Wide array of competition key to Canadian athletic progress

Credit: 
Journal File Photo

Before the season started, the expectations for the Queen’s men’s rugby team were clear: championship or nothing. 

They weren’t ambitious expectations.

The Gaels have won the Turner Trophy five times in the last six seasons. This year, they’ve dominated in all six of their games—including a rematch of last year’s OUA Final with Guelph, which they won handily 40-13. Frankly, it’s a remarkable streak considering the levels of year-to-year turnover in collegiate sports.

While the inherent lack of competition isn’t a problem for the Gaels, it’s a problem for the OUA and U Sports, the provincial and national governing bodies of university sport in Canada.

In 2016, Canadian Interuniversity Sport (CIS) was rebranded as U Sports with aims of turning the governing association into a business. Leaders of the change cited an untapped opportunity to draw the Canadian public’s eyes towards their students athletes. Plenty was left for the public to interpret—making the association a business was the most apparent shift towards the modern idea of an athletic association being profitable.

The decision to rebrand was a clear attempt to bridge the gulf-sized divide between the CIS and NCAA, the United States’ university athletic body.

U Sports continues to understand it’s a peak they’re far from reaching.

But what surpasses every website revamp and corporate restructuring U Sports makes, is their ability to consistently deliver a quality product: the sports and competition.

As such, the men’s rugby team presents one of the biggest barriers for the OUA and U Sports in their push for progress. 
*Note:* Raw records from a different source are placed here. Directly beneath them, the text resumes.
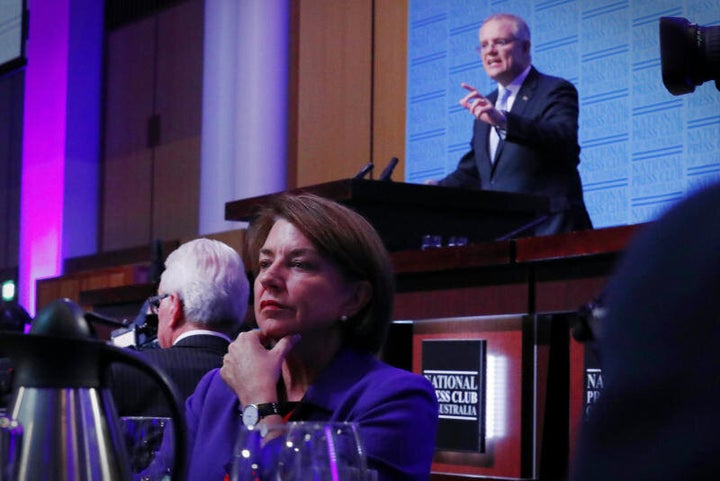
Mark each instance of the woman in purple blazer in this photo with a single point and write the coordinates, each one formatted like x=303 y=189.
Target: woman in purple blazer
x=323 y=302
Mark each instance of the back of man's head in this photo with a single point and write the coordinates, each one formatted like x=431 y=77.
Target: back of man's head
x=210 y=279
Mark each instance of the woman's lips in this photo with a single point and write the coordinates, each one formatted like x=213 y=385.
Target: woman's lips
x=271 y=305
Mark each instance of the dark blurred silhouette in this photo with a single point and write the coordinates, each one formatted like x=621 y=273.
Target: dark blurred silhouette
x=13 y=318
x=658 y=415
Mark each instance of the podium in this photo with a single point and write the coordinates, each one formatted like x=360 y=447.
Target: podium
x=403 y=213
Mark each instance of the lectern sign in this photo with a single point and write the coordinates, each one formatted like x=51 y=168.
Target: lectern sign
x=456 y=368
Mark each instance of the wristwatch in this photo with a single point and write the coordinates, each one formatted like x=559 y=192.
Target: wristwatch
x=253 y=413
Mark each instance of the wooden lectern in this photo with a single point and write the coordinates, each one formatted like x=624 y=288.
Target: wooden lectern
x=403 y=213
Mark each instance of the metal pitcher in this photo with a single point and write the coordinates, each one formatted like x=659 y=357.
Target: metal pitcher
x=71 y=430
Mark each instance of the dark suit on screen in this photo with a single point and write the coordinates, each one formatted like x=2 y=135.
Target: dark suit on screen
x=539 y=155
x=188 y=360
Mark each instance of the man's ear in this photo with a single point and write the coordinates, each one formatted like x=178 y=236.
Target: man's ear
x=177 y=314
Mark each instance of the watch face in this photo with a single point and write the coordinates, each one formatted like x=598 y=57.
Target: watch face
x=250 y=415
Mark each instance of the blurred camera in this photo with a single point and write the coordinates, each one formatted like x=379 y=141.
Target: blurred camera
x=138 y=335
x=689 y=53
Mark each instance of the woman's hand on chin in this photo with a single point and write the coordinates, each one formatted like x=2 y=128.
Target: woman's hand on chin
x=252 y=370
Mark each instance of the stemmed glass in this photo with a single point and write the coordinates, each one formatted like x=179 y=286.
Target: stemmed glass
x=302 y=451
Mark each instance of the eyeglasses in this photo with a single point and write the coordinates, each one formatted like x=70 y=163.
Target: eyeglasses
x=154 y=302
x=499 y=43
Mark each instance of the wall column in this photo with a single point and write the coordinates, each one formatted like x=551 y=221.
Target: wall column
x=245 y=105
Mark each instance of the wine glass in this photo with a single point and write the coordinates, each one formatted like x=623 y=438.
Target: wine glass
x=144 y=437
x=300 y=451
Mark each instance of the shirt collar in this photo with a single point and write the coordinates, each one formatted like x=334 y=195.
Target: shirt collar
x=198 y=332
x=517 y=82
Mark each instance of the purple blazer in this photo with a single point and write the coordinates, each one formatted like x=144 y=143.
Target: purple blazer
x=396 y=411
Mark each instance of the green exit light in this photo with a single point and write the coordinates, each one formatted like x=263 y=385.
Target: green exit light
x=8 y=290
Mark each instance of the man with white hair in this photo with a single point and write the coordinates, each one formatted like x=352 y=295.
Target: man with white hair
x=201 y=305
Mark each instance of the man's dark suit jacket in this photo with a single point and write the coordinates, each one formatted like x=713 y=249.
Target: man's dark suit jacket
x=539 y=156
x=135 y=394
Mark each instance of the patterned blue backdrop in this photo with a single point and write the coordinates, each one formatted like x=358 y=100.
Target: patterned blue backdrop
x=643 y=148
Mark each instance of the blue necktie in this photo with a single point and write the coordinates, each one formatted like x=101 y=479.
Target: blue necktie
x=494 y=140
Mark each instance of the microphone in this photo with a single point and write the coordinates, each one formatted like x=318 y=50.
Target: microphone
x=387 y=172
x=365 y=169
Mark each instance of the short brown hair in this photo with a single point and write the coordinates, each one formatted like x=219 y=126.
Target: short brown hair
x=345 y=238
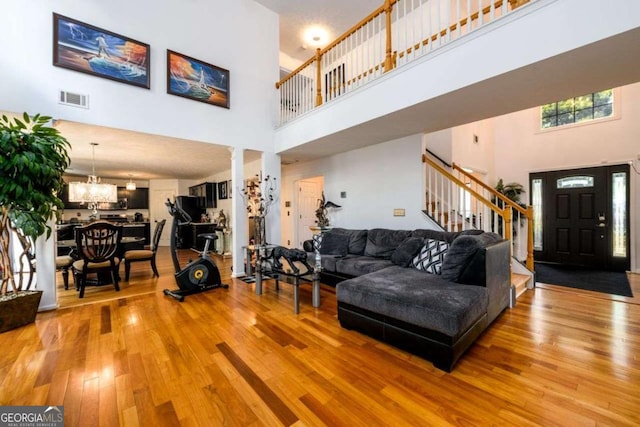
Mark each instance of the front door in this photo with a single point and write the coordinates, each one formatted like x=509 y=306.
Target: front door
x=584 y=215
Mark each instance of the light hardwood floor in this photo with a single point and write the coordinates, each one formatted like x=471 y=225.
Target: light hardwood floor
x=230 y=357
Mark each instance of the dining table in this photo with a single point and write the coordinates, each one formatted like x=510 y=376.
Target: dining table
x=102 y=278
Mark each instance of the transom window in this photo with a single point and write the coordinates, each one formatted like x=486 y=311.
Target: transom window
x=584 y=108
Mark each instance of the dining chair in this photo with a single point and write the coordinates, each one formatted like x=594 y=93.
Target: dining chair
x=144 y=254
x=97 y=247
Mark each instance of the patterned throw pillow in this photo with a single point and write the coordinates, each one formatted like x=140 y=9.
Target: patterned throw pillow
x=431 y=255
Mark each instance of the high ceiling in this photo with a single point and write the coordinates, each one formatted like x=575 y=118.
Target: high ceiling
x=298 y=16
x=123 y=153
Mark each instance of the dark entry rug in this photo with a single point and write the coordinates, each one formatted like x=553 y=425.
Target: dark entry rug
x=608 y=282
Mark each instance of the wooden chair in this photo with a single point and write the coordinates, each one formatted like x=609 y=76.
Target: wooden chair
x=144 y=254
x=64 y=263
x=97 y=246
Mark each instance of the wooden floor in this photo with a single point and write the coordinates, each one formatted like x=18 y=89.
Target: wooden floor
x=230 y=357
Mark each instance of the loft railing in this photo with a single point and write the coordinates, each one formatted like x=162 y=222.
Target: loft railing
x=393 y=35
x=458 y=201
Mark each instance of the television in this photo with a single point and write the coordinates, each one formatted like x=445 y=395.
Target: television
x=191 y=206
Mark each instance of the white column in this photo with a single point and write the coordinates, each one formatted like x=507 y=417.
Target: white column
x=238 y=212
x=271 y=166
x=46 y=270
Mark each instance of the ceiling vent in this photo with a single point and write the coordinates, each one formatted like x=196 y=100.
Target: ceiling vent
x=73 y=99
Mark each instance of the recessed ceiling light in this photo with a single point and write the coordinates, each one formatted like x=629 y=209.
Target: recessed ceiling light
x=315 y=37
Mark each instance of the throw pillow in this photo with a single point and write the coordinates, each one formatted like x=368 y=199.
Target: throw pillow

The alarming lack of parity in the league makes it fun for Queen’s fans, but only a handful of fanbases—Guelph and Laurier, specifically—will have a glimmer of hope in their eyes when the men’s rugby playoffs roll around. And for the common spectator, there’s not a lot to cheer for at all.

It’s a critical factor  completely |antithetical to U Sports’ idea of progress. It squashes the idea of putting out a product that sells.

Some leagues have managed to accomplish this. Currently, the OUA’s football standings hold four teams with six points and two with eight. Arguably U Sports’ marquee sport, they brought in over 10,000 spectators for last year’s Vanier Cup and had it broadcasted nationally.

While U Sports will never be the NCAA or create such a renowned event like March Madness, there are aspects they need to try to emulate. 

The allure of March Madness—the NCAA’s massively popular basketball tournament—comes from the upsets and unpredictability. If U Sports and the OUA can emulate a small piece of that, there’s grounds for progress.

U Sports’ mission is the right one. Canadian student-athletes deserve the recognition they’re starting to get, and it’s because of this remodelling that it’s slowly happening. But there’s a difference between bringing awareness to past and present students and drawing real genuine interest from the average person. 

It’s not an easy task, and it won’t happen overnight. But it can start with some simple, tight competition.